The flexibility of the parallel coordinates to handle additional dimensions with ease is an important aspect of the system. Any scientist is able to continuously modify and expand the set of formulas used within the application, and with each new formula, gain an additional dimension with which to control the exploration. Users can add certain functionality as a variable, such as culling in toroidal coordinate space, and control it by either parallel coordinates or transfer function.
Results
Numerical calculations on plasma particle data have led to many interesting observations, but such calculations don't benefit from visual comprehension or interactive exploration. We discuss several examples of how users can manipulate this system to explore particle data along with some significant findings.
For these examples, we use a numerically simulated plasma data set containing 1 million particles and 1,500 time steps, totaling more than 40 Gbytes of data. A particle is represented by its position in 3D, its velocity parallel to the field, its magnetic moment, and its statistical weight. For each example, the parallel coordinates are toroidal radial distance, trapped condition, parallel velocity, statistical weight, magnetic moment, and distance from center. Part of our future work for this system is performance optimization although even in its current state, it can render all 1 million particles at more than five frames per second with a 2.33-GHz CPU and an Nvidia GeForce 8800. As the number of data items increases, we will need to place more emphasis on multithread and multiprocessor support.
Particles vs. Pathlines
Figure 2 shows the differences between particle glyphs and pathlines. Viewing a single time step is only possible with glyph rendering, but the view also lets users step forward or backward through time to see particle movement. This approach is useful for seeing how a selection at one time step differs from another with the range selection lock function ( Figure 2 b) and for seeing specific particles' discrete changes at different time steps. Figure 2 c shows the change in particle locations between time step 1 ( Figure 2 a) and time step 10. Pathline rendering, on the other hand, can provide a more general understanding of motion and changes over a specified interval. Using the same selected particles, Figure 2 d shows their paths between time steps 1 and 20. We can see how the particles disperse as the simulation begins.

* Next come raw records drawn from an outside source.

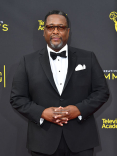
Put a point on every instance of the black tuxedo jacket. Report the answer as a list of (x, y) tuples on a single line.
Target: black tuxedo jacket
[(34, 89)]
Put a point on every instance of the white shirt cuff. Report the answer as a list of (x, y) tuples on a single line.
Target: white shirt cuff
[(80, 117), (41, 121)]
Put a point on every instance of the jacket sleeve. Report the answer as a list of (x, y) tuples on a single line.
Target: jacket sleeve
[(99, 94), (20, 98)]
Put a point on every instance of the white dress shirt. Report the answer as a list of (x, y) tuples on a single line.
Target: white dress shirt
[(59, 68)]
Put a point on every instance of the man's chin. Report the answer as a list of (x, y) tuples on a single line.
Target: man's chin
[(56, 46)]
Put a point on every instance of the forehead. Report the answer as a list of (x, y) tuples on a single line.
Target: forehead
[(56, 19)]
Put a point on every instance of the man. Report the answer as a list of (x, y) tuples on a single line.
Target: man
[(58, 89)]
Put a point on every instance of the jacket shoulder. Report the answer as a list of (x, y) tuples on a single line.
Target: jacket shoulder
[(81, 52)]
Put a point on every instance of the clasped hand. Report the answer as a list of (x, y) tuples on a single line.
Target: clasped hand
[(60, 115)]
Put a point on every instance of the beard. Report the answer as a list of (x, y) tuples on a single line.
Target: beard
[(56, 46)]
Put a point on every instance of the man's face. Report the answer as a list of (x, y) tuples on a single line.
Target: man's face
[(56, 39)]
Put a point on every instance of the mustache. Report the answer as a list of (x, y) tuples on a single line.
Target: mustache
[(55, 36)]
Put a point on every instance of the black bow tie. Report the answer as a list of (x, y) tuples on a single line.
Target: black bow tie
[(54, 55)]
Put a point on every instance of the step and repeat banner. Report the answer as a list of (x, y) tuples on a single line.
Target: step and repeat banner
[(93, 27)]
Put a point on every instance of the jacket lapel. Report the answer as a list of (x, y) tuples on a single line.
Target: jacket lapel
[(71, 65), (44, 60)]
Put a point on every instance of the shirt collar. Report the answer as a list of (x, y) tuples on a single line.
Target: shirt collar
[(65, 48)]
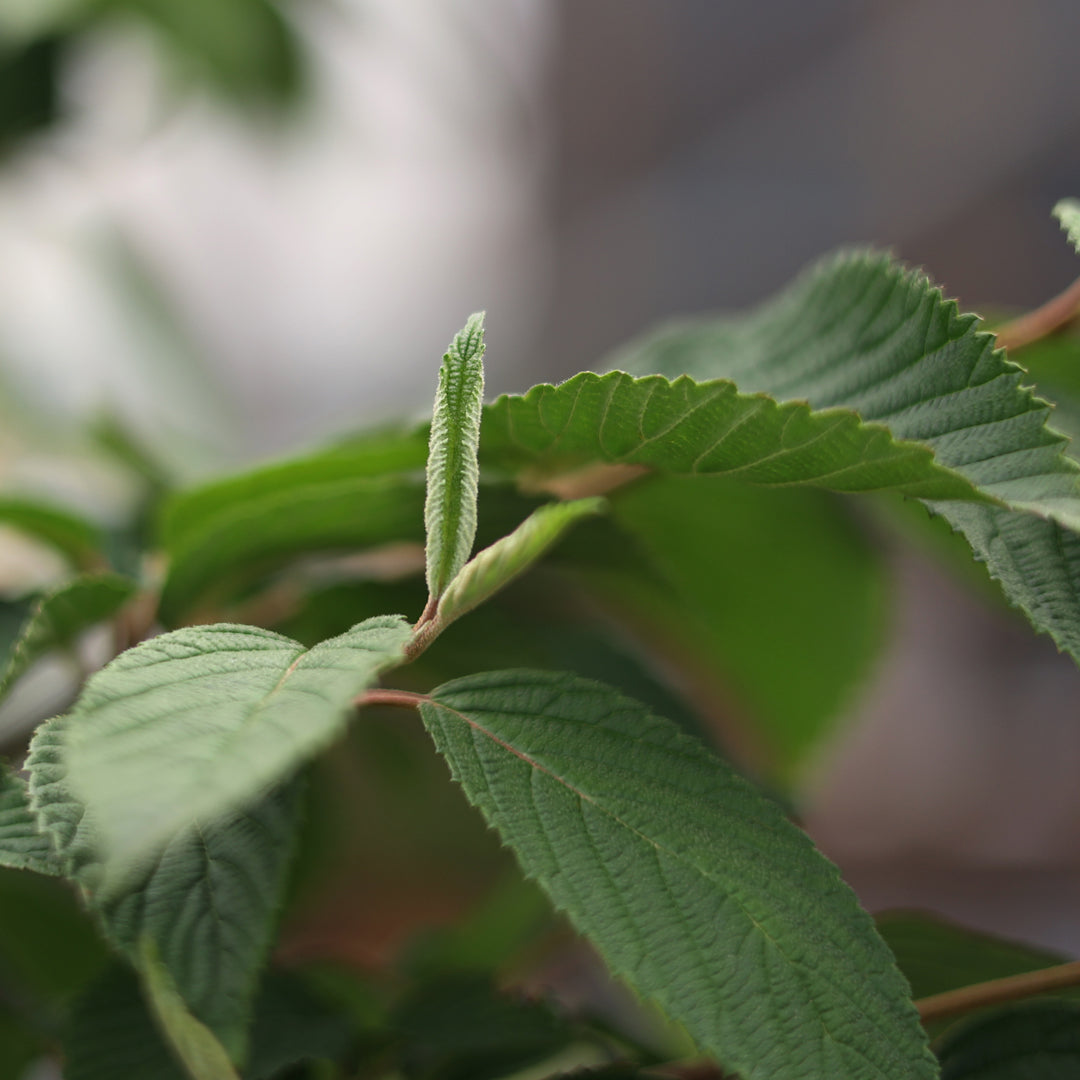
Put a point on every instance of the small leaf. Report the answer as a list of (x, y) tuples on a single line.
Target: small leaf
[(23, 846), (194, 1043), (1067, 213), (61, 616), (497, 566), (1036, 1041), (691, 883), (208, 901), (71, 536), (192, 724), (449, 512)]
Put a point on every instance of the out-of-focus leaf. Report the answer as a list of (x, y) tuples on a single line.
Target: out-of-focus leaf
[(773, 602), (461, 1028), (61, 616), (1030, 1041)]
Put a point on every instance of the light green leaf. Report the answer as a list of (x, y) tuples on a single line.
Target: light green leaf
[(203, 1056), (208, 900), (1067, 213), (75, 538), (496, 566), (449, 511), (859, 333), (61, 616), (194, 723), (1037, 1041), (691, 883), (23, 846), (936, 956)]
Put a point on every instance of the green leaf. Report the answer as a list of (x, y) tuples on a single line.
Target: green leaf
[(936, 956), (755, 581), (496, 566), (1067, 213), (207, 901), (61, 616), (75, 538), (449, 510), (858, 333), (203, 1056), (1026, 1042), (23, 846), (194, 723), (691, 883)]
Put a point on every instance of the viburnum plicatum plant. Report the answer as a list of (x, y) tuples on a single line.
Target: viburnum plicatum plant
[(686, 516)]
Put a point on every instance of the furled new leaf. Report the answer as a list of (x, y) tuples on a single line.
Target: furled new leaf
[(495, 567), (198, 721), (856, 333), (449, 512), (23, 846), (691, 883), (1067, 213), (1034, 1041), (208, 900), (61, 616)]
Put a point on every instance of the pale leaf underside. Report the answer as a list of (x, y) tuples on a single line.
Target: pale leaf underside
[(690, 882)]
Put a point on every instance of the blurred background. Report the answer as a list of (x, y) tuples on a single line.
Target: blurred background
[(243, 227)]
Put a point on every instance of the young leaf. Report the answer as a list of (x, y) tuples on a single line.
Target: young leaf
[(61, 616), (198, 721), (1067, 213), (203, 1056), (497, 566), (75, 538), (23, 846), (691, 883), (1036, 1041), (449, 511), (208, 901)]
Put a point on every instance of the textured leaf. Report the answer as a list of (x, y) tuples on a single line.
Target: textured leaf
[(449, 512), (61, 616), (1037, 1041), (690, 882), (208, 901), (497, 566), (23, 846), (1068, 213), (936, 956), (204, 1057), (859, 333), (71, 536), (197, 721)]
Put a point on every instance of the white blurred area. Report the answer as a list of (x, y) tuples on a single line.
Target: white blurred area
[(304, 277)]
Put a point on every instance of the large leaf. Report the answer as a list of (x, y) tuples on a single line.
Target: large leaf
[(207, 901), (691, 883), (1027, 1042), (61, 616), (449, 512), (23, 846), (200, 720), (859, 333)]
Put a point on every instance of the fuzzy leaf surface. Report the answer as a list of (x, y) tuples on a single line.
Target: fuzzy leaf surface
[(861, 334), (496, 566), (23, 846), (200, 720), (1035, 1041), (449, 511), (691, 883), (61, 616), (208, 900)]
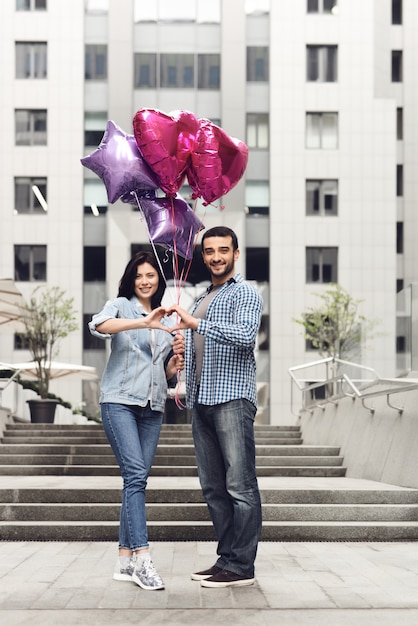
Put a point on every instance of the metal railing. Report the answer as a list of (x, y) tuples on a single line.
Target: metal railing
[(335, 383)]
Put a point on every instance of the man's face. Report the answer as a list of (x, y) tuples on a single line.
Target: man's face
[(219, 257)]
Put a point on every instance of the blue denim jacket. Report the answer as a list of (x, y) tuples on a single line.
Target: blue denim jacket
[(135, 371)]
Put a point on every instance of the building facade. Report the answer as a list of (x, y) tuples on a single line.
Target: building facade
[(322, 91)]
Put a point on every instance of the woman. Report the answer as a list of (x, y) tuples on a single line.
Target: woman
[(144, 359)]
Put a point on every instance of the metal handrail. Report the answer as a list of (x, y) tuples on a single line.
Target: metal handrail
[(337, 382)]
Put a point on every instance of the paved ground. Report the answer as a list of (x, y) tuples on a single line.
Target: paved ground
[(338, 584)]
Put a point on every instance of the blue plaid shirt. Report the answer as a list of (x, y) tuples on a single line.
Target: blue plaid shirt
[(230, 330)]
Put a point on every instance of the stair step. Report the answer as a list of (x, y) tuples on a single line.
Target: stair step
[(203, 531), (108, 459), (160, 470), (162, 449), (198, 512), (180, 514), (194, 496)]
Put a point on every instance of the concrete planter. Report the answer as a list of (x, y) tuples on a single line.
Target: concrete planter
[(42, 411)]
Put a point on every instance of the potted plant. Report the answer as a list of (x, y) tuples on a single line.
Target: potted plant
[(47, 319)]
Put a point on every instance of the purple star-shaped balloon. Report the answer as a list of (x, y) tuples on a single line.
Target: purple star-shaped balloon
[(119, 163), (171, 223)]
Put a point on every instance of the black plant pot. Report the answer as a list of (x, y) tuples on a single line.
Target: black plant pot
[(42, 411)]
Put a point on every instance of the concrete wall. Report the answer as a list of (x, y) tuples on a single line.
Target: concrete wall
[(5, 418), (378, 446)]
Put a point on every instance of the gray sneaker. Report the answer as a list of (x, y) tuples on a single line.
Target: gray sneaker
[(124, 568), (146, 576)]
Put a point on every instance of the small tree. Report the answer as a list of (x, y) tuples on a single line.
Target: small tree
[(48, 318), (336, 328)]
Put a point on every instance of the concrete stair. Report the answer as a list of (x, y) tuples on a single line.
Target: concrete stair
[(305, 494)]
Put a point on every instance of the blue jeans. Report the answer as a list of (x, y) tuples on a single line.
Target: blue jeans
[(133, 433), (225, 452)]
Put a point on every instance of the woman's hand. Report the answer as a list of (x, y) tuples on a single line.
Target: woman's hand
[(176, 362), (118, 324), (186, 319)]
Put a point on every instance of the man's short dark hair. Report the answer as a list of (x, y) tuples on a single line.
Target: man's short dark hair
[(221, 231)]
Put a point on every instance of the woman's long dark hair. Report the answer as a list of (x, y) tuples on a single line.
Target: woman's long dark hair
[(127, 282)]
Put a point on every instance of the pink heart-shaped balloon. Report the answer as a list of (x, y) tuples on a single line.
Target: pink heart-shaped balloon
[(218, 162), (166, 142)]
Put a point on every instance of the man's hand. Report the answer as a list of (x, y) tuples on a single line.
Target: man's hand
[(186, 320)]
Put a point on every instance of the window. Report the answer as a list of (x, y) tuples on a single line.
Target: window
[(208, 71), (400, 344), (95, 62), (176, 70), (322, 130), (31, 59), (200, 11), (94, 264), (30, 127), (30, 263), (258, 130), (257, 64), (94, 128), (322, 265), (399, 180), (95, 196), (30, 5), (399, 124), (399, 237), (257, 7), (90, 342), (145, 70), (396, 66), (26, 201), (257, 197), (321, 197), (96, 6), (257, 264), (396, 11), (321, 63), (321, 6)]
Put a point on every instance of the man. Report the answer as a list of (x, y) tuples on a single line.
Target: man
[(221, 390)]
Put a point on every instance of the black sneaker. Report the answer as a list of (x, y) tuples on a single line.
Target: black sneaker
[(225, 578), (206, 573)]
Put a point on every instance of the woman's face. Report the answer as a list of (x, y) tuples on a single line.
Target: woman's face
[(146, 284)]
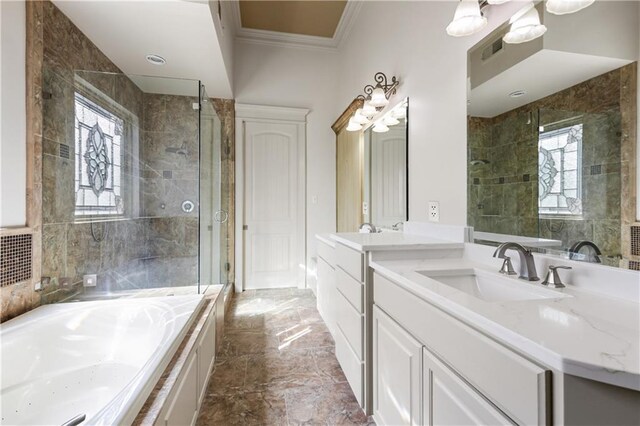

Figure 2. Particle glyphs and pathlines. (a) Using parallel coordinates, we choose particles close to and far from the center. The transfer function colors the particles based on their distance from the center: green (close) to blue (far). After progressing to (b) time step 10, the range selection lock function creates a new particle selection that's close to and far from the center. If we progress to time step 10 with particle selection lock in, (c) we can see the originally selected particles' new locations, and (d) the particle pathlines chosen in (a) between time steps 1 and 20.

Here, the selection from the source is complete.